Thursday, May 20, 2010

Chapters of My life

When I saw this prompt for Mama Kat's Writers Workshop I was happy because I would love to write a book about my life (although its not that exciting I think it would be worth reading - well not that I'm vain or anything). I know that 5 chapters might not seem long enough for a book but I don't really feel that my entire life is worth writing about plus I can't remember anything before about age 4 anyway!

After I looked at what I had written below I chose to write on Chapter 4 and create 5 beginning and ending sentences for that chapter.

Chapter 1: The Wonder Years (early childhood)

Chapter 2: Boy Crazy (12 to 22)

Chapter 3: 13 years of Hassle for a Tassel (High School graduation)

Chapter 4: Out on my own (The first 4 years of college)

Chapter 5: A New Beginning (Moving back home, struggles with school, meeting the love of my life).

Chapter 4: Out on my own

Beginning Sentences

  1. Freshly 18 when I graduated high school, I was anxious to start my college life away from the grasp of my family and finally able to make decisions on my own.
  2. The day of move-in was hot and humid; my dad didn't get to come and help me so my mom, myself and my grandparents took the 30 minute trip to college to get me settled.
  3. I woke that morning wondering what this new life would be like, praying that I'd like my roommate and that I would make friends easily.
  4. Everyone told me that these would be the years of my life I would remember the most but little did I know they were both right and wrong; there was so much I'd later want to forget.
  5. The summer before college flew by and slowly I began to see how much my life was going to change over the course of the next four years.
Let me just say this before I list out my ending sentences - my college experience was quite a journey and its still not over.
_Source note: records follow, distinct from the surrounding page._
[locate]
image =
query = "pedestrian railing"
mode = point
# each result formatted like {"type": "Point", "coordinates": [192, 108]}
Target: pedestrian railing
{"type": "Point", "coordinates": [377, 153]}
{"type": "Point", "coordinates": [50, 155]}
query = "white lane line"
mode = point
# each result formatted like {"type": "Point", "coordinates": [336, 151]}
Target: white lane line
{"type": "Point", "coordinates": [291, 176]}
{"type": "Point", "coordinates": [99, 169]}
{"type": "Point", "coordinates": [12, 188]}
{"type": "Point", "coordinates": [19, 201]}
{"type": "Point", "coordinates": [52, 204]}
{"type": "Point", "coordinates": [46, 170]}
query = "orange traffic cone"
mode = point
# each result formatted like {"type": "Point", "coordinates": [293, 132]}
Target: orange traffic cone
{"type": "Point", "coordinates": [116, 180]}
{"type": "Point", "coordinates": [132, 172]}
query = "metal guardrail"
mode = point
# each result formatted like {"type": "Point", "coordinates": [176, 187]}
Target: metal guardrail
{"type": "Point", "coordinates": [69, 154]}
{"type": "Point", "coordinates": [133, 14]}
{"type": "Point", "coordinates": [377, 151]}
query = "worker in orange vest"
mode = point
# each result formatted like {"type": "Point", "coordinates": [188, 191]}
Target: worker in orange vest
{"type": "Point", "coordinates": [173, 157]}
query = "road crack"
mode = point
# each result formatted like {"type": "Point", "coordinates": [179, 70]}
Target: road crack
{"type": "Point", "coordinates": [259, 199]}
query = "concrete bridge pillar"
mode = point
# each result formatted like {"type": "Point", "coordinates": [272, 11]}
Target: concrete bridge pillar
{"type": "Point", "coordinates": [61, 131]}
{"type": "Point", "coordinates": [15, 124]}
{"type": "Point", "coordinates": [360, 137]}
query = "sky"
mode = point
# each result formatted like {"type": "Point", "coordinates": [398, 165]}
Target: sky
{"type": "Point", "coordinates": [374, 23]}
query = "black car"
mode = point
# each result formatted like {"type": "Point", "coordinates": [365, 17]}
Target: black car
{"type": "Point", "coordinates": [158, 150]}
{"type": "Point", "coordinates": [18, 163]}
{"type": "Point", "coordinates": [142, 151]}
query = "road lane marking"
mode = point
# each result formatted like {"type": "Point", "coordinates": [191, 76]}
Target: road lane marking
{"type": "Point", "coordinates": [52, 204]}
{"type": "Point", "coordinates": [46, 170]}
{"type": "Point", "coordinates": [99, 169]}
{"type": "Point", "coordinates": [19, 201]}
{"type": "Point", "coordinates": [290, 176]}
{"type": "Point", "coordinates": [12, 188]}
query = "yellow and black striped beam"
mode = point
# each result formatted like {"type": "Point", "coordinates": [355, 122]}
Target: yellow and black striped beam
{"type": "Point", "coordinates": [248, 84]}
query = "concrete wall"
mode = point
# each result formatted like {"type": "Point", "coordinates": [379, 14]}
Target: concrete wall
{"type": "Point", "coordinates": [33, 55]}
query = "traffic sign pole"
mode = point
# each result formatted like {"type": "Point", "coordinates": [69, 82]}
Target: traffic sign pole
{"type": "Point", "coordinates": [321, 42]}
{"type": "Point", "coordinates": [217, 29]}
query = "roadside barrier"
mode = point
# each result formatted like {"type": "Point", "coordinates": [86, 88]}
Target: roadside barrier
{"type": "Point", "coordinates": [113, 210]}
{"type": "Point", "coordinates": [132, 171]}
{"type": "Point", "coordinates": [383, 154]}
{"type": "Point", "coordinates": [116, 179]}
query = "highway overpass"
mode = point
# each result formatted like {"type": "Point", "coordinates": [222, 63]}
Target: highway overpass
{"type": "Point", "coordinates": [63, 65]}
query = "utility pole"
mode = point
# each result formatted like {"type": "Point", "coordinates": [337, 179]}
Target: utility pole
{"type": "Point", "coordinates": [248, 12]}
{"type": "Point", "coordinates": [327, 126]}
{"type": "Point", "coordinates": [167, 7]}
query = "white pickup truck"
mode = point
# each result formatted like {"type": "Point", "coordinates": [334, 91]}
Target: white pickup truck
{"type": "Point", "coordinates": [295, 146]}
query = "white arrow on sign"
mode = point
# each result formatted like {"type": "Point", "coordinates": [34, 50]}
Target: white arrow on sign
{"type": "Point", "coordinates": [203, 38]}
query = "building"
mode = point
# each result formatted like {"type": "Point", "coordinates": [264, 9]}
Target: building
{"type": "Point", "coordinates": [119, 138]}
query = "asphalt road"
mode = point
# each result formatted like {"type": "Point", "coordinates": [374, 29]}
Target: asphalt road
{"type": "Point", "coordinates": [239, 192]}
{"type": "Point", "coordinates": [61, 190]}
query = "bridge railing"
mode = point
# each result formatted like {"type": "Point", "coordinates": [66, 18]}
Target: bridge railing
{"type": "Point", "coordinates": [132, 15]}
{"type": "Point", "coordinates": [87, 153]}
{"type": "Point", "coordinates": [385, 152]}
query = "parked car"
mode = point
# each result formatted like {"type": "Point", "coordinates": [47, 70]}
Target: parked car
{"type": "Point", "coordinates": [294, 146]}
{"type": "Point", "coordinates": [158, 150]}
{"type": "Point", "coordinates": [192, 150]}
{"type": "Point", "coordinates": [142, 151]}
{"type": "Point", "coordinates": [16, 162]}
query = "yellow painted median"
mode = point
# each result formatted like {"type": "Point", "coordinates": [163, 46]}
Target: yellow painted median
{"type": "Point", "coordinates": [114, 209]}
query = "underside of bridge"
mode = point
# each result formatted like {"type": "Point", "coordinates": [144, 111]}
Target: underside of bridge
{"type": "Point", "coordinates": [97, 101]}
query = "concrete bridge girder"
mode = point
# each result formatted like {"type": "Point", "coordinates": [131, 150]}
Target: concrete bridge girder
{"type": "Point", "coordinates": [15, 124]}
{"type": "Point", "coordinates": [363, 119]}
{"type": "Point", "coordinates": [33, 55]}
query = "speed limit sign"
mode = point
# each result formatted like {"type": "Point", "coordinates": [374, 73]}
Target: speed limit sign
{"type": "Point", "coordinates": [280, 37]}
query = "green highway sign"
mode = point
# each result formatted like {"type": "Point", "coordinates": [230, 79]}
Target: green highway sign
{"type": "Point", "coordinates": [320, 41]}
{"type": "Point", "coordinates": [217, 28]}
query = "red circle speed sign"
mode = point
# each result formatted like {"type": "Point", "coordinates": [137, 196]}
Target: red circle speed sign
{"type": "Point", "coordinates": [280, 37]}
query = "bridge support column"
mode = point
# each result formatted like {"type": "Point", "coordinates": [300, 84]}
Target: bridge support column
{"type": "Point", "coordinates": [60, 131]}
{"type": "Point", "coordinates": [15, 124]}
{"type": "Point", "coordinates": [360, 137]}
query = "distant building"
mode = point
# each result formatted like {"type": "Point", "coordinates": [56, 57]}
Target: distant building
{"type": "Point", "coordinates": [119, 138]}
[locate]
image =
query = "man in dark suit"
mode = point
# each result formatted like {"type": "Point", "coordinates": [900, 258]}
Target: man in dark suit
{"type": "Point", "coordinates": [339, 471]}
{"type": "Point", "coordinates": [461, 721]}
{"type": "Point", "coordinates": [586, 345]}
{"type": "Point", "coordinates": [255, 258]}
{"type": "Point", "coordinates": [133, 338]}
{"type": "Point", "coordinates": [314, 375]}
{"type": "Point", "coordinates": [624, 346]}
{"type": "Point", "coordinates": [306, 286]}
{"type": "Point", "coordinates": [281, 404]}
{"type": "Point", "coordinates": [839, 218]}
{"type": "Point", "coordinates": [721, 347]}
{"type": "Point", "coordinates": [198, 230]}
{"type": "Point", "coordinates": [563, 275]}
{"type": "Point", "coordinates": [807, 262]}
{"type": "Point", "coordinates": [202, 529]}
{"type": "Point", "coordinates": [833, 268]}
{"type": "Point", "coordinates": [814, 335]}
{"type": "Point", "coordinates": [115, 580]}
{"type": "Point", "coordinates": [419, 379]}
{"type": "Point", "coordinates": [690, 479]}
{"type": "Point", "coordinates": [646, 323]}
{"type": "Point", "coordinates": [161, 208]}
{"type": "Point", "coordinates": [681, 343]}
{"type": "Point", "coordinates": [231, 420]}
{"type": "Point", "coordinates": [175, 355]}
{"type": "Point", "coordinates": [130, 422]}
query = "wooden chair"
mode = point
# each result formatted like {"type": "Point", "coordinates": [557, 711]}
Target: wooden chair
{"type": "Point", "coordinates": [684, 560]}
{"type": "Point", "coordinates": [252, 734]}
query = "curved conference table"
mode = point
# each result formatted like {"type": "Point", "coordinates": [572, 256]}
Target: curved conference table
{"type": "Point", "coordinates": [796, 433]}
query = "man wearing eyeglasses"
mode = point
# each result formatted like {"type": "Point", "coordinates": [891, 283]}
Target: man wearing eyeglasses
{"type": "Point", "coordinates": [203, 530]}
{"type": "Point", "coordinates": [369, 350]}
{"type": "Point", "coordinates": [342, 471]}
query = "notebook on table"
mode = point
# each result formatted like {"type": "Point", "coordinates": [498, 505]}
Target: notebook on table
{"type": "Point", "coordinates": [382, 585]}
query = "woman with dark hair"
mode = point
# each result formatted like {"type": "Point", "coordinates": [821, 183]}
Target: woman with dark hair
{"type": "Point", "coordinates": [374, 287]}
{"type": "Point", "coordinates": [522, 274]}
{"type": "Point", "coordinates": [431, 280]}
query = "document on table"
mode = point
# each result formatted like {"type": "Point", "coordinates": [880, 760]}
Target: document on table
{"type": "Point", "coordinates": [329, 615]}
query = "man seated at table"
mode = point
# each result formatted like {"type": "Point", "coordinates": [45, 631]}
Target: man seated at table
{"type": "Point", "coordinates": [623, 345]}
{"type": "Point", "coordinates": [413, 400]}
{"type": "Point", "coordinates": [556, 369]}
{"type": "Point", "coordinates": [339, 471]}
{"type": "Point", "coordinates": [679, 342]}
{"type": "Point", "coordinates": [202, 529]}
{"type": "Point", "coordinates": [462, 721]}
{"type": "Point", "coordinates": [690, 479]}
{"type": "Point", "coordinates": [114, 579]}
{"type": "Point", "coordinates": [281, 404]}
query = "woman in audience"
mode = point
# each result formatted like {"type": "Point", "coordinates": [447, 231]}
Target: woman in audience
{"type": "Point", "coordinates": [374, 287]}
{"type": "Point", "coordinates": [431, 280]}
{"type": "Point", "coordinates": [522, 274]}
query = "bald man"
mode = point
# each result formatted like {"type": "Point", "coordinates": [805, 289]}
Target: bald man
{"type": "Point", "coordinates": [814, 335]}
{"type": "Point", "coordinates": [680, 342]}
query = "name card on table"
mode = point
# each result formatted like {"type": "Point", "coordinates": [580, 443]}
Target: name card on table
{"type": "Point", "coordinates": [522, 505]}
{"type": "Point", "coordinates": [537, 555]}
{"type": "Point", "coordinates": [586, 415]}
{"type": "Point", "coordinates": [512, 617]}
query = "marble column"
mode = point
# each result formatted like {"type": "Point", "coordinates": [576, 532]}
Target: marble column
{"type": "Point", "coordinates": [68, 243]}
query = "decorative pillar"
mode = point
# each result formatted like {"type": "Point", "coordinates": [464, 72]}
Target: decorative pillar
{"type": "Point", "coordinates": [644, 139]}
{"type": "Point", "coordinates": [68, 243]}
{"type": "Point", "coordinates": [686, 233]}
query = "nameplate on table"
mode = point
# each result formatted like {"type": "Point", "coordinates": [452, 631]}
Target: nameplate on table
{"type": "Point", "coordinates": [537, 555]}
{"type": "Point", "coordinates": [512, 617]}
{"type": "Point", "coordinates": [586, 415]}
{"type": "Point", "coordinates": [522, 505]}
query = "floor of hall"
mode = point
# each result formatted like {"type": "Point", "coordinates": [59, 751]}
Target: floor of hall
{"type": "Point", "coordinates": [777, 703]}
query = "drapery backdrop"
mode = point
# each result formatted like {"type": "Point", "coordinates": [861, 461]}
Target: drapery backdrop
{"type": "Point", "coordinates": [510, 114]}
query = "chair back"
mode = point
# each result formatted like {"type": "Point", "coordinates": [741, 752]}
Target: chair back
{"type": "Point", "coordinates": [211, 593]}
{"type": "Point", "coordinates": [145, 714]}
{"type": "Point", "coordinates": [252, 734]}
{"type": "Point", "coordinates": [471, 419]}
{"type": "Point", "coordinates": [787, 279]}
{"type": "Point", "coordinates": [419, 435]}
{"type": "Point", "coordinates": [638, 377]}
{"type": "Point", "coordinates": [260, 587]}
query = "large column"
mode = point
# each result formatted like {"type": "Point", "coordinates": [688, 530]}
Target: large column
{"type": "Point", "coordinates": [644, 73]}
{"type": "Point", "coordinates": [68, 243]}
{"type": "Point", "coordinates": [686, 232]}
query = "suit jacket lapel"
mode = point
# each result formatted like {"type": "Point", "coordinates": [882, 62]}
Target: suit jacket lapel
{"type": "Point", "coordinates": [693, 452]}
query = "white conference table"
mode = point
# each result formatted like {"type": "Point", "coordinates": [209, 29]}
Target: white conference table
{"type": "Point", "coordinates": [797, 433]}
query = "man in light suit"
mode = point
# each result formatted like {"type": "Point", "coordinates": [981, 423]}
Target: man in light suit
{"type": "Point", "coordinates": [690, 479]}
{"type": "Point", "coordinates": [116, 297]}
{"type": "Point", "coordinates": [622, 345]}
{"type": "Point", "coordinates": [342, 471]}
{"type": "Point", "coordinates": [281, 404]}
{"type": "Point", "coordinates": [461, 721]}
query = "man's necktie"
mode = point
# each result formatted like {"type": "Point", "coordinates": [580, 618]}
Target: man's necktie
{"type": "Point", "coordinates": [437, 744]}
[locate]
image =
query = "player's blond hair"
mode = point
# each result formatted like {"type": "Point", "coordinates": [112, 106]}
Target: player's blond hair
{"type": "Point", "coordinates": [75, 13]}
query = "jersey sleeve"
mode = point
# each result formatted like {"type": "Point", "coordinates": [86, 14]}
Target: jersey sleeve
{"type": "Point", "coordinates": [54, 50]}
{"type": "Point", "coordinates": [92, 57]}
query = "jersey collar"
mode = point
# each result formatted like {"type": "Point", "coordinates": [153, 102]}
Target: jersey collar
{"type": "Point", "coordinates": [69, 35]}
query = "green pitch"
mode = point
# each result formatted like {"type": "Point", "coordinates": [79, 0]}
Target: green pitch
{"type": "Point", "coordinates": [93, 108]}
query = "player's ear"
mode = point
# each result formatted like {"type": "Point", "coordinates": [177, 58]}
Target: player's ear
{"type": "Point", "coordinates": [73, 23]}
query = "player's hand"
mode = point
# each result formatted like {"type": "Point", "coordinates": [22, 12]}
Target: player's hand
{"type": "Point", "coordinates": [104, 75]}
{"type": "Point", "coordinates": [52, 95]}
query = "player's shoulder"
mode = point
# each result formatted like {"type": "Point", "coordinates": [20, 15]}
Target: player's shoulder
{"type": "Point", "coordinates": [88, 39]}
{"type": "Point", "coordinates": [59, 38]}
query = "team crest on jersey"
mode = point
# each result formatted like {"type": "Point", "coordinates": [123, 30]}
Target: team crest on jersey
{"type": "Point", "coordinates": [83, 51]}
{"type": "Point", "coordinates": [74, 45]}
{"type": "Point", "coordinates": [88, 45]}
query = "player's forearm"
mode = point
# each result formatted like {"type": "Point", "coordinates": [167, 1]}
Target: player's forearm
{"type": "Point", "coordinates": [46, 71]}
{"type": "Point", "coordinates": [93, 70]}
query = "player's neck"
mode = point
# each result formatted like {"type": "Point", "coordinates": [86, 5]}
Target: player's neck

I had the worst roommate imaginable, we didn't get along at all and she totally LIED on her housing application about EVERYTHING. She introduced me to my college boyfriend (who at first was amazing then turned out to be a bad influence on me as well as emotionally abusive) and I am happy that I'll probably never see her again. I made a lot of bad choices during this time in my life, I neglected friendships from my childhood, partied too much, didn't care about school and let a lot of people down (mostly my parents but also myself). I didn't graduate with my class and I became extremely depressed the last year I lived at school. When I came back home to live with my parents it was hard to get used to someone being able to control my life.

Ending Sentences

  1. Packing up my apartment to go back home was both sad and happy; I wanted to take the good with me and leave the bad in those halls and rooms.
  2. Four years had gone by but I was still so far behind everyone my age and suddenly I knew that I needed to make a change.
  3. I never wanted to admit that my parents were right in having me come home, but looking back it was good to remove me from my toxic environment.
  4. I felt so alone as I looked around my small and empty room; I had come there with promise and I was leaving with a feeling of defeat.
  5. Looking back on the roller coaster that was the years 2003 to 2007 I wondered where would I be 4 years from now?
Which of those beginning and ending sentences do you think work best (I guess just based on what little some of you might know about me)?

Mama's Losin' It

4 comments:

Mama Wheaton said...

I would choose both number 4's. I think they saw a lot.

Jenners said...

Love the line "Hassle for a Tassel". Ain't that the truth!

And it sounds like you got a lot of material to write about in your college years ... those are the years that really show you what you are made of and appreciate your parents more I think.

Hope you have many more chapters!

Visiting from Mama Kats...

Tina L. Hook said...

I think they all work together. Sounds like you have a story to tell.

Stopping by from Mama Kat's.

PS I read your post below and I have cohabitated in my single days. For whatever it is worth, the man that proposed to me within 12 months of meeting was the one I never lived with. I think keeping the mystery alive probably speeds things up a bit and keeps everyone on their toes.

KatBouska said...

The worst is when you hassle for a tassel and then end up being a stay at home mom and realize it was all for nothing! But this isn't about me. :) Loved all your chapters!!